31- Atento todo o exposto e, atentas as falsas declarações do proponente do seguro, sabendo que as declarações contidas na proposta de seguro não correspondiam à verdade, tornam o seguro nulo, com todos os devidos e legais efeitos.
Para tanto, deve a excepção de nulidade ser julgada procedente e em consequência o contrato de seguro ser considerado nulo, não produzindo efeitos desde o seu início. Deste modo, dever-se-á julgar a ora recorrente parte ilegítima no processo, sendo absolvida do pedido com as legais consequências ou, se assim não se entender, deve o Juiz do Tribunal a quo abster-se de se pronunciar em sede de despacho saneador sobre a excepção invocada, considerando esta questão como matéria controvertida e, assim sendo, deverão os factos constantes dos artºs que fundamentam a excepção alegada serem quesitados e como tal levados à Base Instrutória.

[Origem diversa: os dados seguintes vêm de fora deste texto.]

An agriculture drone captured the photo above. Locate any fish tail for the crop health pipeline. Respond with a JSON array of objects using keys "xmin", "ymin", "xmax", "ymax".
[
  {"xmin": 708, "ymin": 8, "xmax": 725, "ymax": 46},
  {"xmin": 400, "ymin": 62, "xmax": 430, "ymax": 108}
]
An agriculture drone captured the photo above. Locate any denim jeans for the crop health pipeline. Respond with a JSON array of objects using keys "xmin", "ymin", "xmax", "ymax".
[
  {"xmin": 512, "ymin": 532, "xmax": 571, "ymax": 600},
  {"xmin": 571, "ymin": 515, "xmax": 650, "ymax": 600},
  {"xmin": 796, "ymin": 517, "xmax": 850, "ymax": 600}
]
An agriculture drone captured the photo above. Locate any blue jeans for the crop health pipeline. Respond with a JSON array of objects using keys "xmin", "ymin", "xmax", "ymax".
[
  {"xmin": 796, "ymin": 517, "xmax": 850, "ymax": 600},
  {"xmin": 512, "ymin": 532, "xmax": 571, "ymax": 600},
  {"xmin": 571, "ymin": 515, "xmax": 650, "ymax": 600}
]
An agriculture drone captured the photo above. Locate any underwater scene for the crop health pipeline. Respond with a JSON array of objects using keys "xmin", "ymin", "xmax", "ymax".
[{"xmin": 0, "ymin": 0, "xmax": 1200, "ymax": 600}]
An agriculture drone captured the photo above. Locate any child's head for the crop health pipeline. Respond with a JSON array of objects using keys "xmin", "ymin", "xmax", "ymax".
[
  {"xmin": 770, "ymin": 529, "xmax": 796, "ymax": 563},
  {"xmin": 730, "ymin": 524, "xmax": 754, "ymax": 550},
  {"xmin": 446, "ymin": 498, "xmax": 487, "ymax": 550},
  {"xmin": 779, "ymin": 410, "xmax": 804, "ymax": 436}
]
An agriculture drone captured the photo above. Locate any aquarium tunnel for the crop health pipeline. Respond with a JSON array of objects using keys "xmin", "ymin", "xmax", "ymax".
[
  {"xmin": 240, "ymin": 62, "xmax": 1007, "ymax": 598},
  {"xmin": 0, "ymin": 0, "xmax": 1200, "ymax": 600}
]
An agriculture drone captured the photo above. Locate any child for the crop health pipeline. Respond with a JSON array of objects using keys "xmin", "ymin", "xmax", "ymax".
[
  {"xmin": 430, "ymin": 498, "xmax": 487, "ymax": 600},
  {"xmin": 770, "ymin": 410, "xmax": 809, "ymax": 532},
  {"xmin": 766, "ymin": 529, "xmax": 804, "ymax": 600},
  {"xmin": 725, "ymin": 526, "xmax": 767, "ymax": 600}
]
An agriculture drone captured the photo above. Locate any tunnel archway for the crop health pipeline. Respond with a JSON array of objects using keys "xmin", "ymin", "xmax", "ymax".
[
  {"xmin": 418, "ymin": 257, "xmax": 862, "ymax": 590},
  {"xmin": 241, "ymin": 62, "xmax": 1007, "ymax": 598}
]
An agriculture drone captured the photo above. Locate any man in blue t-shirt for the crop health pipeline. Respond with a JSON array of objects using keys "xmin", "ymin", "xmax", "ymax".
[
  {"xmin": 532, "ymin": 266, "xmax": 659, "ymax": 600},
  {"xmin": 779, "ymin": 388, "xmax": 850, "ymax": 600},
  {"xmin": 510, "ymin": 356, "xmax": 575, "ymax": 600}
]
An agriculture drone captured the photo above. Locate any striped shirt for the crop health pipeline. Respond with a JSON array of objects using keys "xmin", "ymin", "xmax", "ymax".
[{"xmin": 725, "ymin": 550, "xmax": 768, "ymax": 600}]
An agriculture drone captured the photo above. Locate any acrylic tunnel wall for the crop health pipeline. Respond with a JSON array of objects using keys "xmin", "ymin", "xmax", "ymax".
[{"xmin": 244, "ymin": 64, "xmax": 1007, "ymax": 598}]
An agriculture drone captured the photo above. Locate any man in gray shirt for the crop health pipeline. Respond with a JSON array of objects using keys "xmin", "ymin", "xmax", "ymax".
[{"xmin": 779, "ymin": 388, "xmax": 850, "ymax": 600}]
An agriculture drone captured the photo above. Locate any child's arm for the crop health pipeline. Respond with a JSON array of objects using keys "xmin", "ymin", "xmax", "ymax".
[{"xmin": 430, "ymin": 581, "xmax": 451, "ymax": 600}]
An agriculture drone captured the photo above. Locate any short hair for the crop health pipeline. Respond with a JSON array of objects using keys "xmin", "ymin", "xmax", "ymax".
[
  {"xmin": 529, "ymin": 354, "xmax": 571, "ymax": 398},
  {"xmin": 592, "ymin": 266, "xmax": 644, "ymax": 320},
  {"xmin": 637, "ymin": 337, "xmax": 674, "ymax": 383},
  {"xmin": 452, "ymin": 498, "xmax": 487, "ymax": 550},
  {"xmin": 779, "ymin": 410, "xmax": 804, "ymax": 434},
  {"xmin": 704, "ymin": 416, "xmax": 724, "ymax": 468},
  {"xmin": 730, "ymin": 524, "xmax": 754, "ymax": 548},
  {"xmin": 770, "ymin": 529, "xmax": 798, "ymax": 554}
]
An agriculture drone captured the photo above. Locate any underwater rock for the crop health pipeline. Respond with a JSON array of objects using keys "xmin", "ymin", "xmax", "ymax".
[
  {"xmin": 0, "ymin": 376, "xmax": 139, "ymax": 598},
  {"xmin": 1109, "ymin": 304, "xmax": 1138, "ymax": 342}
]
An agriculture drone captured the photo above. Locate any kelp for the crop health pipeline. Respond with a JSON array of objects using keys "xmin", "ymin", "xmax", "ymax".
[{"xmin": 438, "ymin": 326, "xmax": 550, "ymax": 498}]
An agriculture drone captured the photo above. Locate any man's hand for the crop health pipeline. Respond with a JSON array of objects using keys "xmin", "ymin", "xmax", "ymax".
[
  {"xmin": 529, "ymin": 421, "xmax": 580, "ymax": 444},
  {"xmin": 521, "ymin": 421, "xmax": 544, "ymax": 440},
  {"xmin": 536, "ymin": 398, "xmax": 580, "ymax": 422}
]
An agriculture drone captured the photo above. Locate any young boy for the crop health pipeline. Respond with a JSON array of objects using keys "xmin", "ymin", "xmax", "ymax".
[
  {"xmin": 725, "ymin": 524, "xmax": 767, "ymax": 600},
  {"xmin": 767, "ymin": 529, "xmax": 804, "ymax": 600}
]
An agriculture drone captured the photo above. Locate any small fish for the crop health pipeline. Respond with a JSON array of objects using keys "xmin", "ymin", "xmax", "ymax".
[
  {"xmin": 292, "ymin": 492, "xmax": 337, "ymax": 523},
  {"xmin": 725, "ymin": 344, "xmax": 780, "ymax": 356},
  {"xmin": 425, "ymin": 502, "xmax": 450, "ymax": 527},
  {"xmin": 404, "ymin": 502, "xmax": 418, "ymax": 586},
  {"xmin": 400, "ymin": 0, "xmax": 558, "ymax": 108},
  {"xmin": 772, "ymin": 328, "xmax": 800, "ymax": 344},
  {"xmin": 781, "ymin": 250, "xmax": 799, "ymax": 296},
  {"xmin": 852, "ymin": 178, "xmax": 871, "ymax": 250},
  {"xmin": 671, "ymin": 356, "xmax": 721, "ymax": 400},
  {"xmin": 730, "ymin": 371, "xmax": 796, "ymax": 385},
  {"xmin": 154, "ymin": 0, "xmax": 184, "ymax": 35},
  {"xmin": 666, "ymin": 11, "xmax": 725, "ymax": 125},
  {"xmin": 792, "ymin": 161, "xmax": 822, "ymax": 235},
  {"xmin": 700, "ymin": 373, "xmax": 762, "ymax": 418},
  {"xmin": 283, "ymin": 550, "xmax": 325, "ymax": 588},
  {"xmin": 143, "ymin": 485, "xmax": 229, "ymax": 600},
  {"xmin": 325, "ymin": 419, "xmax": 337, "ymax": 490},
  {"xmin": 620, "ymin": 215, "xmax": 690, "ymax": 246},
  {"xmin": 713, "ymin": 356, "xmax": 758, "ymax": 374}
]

Foram apresentadas contra-alegações pela D………. (D1……….), cujas conclusões são as seguintes:
I. Tanto no domínio do seguro obrigatório como no do seguro facultativo, a invalidade do contrato por inexactas declarações do segurado ou do tomador do seguro é estabelecida em vista da protecção do interesse da contraparte seguradora, que tem natureza particular;
II. Adequa-se-lhe, portanto, o regime da nulidade relativa ou anulabilidade, como a prevista no artº 429º do Cód. Comercial, que se aplica aos seguros facultativos e obrigatórios e consagra uma solução semelhante à estabelecida para a hipótese análoga de dolo no negócio jurídico no artº 254º do CCivil;
III. O artº 11º da Apólice Uniforme de Seguro de Responsabilidade Civil Automóvel acolhe sem derrogar o estabelecido na lei, a que se subordina, e o artº 14º do DL nº 522/85 também não prevê nem qualifica nenhum tipo de invalidade, limitando-se a estatuir, em atenção ao interesse público da protecção dos lesados por acidentes de viação, sobre as condições de oponibilidade a terceiros;
IV. Constituindo a invalidade que poderia afectar o contrato uma nulidade relativa ou mera anulabilidade, subordina-se ao estabelecido no nº 1 do artº 287º do CCivil, segundo o qual só pode ser arguida no ano subsequente à cessação do vício que lhe serve de fundamento;
V. A própria recorrente reconhecendo que só a invocou perante o segurado quando mais de um ano havia decorrido desde a data do acidente, conclui-se que nem perante ele seria susceptível de produzir efeitos;
VI. O artº 14º do DL nº 522/85 consagra em termos amplos um regime de inoponibilidade aos lesados das excepções contratuais, que se justifica pelo interesse na sua protecção, numa perspectiva de socialização do risco e pela natureza do contrato de seguro de responsabilidade civil automóvel de contrato a favor de terceiro, cujo alcance não se esgota nas relações entre o segurado e a seguradora, já que esta também assume a obrigação de indemnizar as eventuais vítimas, que a podem demandar directamente;
VII. Dessa disposição resultando que a seguradora apenas pode opor aos lesados, além das anulabilidades estabelecidas no diploma, a cessação do contrato ou a sua cessação ou nulidade desde que anteriores à data do sinistro, a invocação do vício perante a autora, em via de excepção, nunca poderia produzir efeitos;
VIII. Foi portanto acertadamente que, no douto despacho recorrido, se desatendeu a excepção de ilegitimidade que a ora recorrente veio invocar, e não se incluiu na Base Instrutória a matéria de facto alegada em seu suporte, pois que mesmo a provar-se não deixaria a excepção de improceder, devendo, por isso, confirmar-se o douto despacho recorrido.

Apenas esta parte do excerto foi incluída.